5.       Try things that you have never tried before. Mix it up, you may pleasantly surprise yourself! Some of the things that have tasted the best are the things that I wasn’t sure how it was going to turn out or was afraid that it was going to taste horrible.

6.       Set aside a time for cooking and enjoy that time! Whether you set aside an entire day, or just a few hours… use it and soak up every moment. I don’t know if cooking relaxes you, flusters you, stresses you out, etc. But try to make it a time that you take for yourself and a time that even relaxes you. I like to turn on some music when I’m cooking in the kitchen. Do whatever YOU enjoy doing to make that a time to re-energize and motivate yourself! Sometimes praying or talking with God as you cook, even asking him for help (maybe you don’t really know how to cook and you feel like it NEVER turns out the way you hoped; God can walk you through it and give you the confidence to achieve and succeed. Talk to him as you cook, ask him questions… it may sound silly, but he is always right there with us, he ENJOYS spending time with you, and he loves to help you even in the little minor things that may seem silly!) You may feel like you are so busy to set aside a chunk of time, but in the end it will be about the same amount as you would have spent if you had cooked every night for dinner.

7.       Ask friends for ideas and recipes they’ve tried and loved! You don’t have to stress yourself out trying to search and come up with different recipes all the time! That is what recipe books, friends, and GOOGLE can be used for! Many of the recipes I have tried have come from searching on Google, which usually eventually takes me to allrecipes.com (so you could skip a step and go straight there. You just search exactly what you want to make and it will give you a list of different ways to make it and reviews from the people who have made it already).

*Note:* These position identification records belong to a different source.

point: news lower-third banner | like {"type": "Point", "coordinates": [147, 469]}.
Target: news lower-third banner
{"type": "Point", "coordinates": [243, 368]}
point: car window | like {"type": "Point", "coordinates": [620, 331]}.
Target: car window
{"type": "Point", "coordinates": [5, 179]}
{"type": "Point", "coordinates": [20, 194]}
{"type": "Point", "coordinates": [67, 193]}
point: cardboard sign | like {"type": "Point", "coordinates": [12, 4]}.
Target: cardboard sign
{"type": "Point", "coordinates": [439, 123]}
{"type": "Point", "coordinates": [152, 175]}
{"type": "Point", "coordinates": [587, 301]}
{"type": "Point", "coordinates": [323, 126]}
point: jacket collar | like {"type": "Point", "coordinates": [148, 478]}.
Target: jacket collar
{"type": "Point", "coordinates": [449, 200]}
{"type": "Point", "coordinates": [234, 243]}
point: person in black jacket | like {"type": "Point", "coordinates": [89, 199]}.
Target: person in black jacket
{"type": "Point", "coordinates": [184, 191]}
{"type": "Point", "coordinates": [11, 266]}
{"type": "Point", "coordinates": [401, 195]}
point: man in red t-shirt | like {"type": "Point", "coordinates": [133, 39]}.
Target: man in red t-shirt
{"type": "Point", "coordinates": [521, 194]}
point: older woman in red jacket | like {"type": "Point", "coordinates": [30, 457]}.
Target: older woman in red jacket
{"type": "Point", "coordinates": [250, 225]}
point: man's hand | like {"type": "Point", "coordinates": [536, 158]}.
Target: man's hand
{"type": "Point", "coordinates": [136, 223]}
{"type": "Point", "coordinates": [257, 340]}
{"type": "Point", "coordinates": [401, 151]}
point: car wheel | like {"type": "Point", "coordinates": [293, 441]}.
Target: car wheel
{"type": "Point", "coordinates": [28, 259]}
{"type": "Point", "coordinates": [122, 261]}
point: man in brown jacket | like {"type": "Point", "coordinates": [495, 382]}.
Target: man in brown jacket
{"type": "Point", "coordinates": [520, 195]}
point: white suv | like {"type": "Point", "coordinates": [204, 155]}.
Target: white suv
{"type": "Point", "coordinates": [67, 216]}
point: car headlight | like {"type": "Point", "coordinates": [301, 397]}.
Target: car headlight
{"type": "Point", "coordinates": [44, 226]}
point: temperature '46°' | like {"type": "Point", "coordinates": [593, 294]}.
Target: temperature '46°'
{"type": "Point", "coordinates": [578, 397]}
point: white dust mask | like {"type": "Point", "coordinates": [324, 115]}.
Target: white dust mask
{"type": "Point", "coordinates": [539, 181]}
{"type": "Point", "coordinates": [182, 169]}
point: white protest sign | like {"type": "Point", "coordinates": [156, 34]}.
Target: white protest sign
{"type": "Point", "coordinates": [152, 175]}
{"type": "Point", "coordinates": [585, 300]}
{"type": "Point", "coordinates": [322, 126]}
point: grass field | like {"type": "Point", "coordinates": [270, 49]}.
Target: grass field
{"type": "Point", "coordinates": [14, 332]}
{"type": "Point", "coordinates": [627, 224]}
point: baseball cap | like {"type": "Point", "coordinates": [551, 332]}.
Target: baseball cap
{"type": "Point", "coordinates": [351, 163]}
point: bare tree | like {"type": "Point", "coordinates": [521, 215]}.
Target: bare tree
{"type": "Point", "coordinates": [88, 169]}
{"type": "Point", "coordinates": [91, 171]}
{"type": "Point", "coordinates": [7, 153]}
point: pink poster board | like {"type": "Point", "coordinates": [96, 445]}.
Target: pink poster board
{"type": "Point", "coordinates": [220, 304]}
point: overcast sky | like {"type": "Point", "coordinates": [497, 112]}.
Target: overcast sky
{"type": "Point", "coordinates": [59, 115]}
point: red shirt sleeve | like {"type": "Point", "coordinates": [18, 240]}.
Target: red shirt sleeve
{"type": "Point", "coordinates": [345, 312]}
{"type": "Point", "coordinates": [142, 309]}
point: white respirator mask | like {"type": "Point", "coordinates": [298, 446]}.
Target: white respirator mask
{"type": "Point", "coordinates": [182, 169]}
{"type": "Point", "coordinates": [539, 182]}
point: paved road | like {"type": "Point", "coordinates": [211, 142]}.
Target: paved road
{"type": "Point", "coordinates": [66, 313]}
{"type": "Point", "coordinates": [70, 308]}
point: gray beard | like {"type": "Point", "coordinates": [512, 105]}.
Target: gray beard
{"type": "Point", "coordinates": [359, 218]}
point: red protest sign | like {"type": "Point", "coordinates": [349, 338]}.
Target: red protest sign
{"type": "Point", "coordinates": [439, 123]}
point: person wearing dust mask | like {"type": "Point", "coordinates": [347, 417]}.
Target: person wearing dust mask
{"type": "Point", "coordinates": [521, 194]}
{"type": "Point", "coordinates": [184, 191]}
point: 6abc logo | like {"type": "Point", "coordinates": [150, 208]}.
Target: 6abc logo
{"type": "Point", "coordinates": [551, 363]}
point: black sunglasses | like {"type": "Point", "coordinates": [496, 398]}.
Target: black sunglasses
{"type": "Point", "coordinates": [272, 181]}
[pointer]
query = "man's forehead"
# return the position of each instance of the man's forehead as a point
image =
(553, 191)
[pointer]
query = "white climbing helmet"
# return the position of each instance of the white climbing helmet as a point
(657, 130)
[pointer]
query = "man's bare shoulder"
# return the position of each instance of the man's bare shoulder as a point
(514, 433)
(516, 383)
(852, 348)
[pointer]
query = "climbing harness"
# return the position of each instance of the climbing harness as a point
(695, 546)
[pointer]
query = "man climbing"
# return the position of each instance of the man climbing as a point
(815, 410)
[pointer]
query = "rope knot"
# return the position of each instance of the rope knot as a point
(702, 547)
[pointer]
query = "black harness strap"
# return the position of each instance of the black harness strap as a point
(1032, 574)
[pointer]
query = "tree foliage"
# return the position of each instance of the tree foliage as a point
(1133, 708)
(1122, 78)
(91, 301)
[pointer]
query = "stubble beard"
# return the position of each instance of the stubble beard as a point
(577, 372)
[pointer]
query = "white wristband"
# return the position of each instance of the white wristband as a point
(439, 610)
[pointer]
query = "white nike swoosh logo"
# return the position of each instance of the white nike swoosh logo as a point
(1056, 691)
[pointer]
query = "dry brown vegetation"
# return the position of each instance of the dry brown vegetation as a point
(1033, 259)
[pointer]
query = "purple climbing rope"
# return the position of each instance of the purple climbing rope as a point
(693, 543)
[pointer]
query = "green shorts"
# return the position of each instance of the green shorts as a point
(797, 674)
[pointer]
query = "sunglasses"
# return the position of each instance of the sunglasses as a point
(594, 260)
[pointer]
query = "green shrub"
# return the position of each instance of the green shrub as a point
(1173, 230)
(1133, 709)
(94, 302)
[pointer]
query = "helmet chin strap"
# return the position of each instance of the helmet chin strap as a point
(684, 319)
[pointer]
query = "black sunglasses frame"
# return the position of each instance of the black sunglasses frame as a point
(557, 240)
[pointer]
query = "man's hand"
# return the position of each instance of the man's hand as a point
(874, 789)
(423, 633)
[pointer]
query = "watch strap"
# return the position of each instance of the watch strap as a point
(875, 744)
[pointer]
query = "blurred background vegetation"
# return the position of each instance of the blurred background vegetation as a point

8.       Watch cooking shows! I have to admit, I am not much of a T.V. watcher… I highly prefer the T.V. to be off most of the time. However, cooking shows really do help teach you more about cooking and gives you great ideas! If you don’t have a schedule that allows you to watch cooking shows you enjoy, I found a website www.laurainthekitchen.com and it is great! She has a HUGE variety of recipes on her website and no commercials! Most of her shows are between 10-20 minutes. You just click to view all recipes and then almost all of her recipes come with a video link to youtube and you can watch her make the recipe any time you want. Her cooking is simple, easy to follow, and delicious!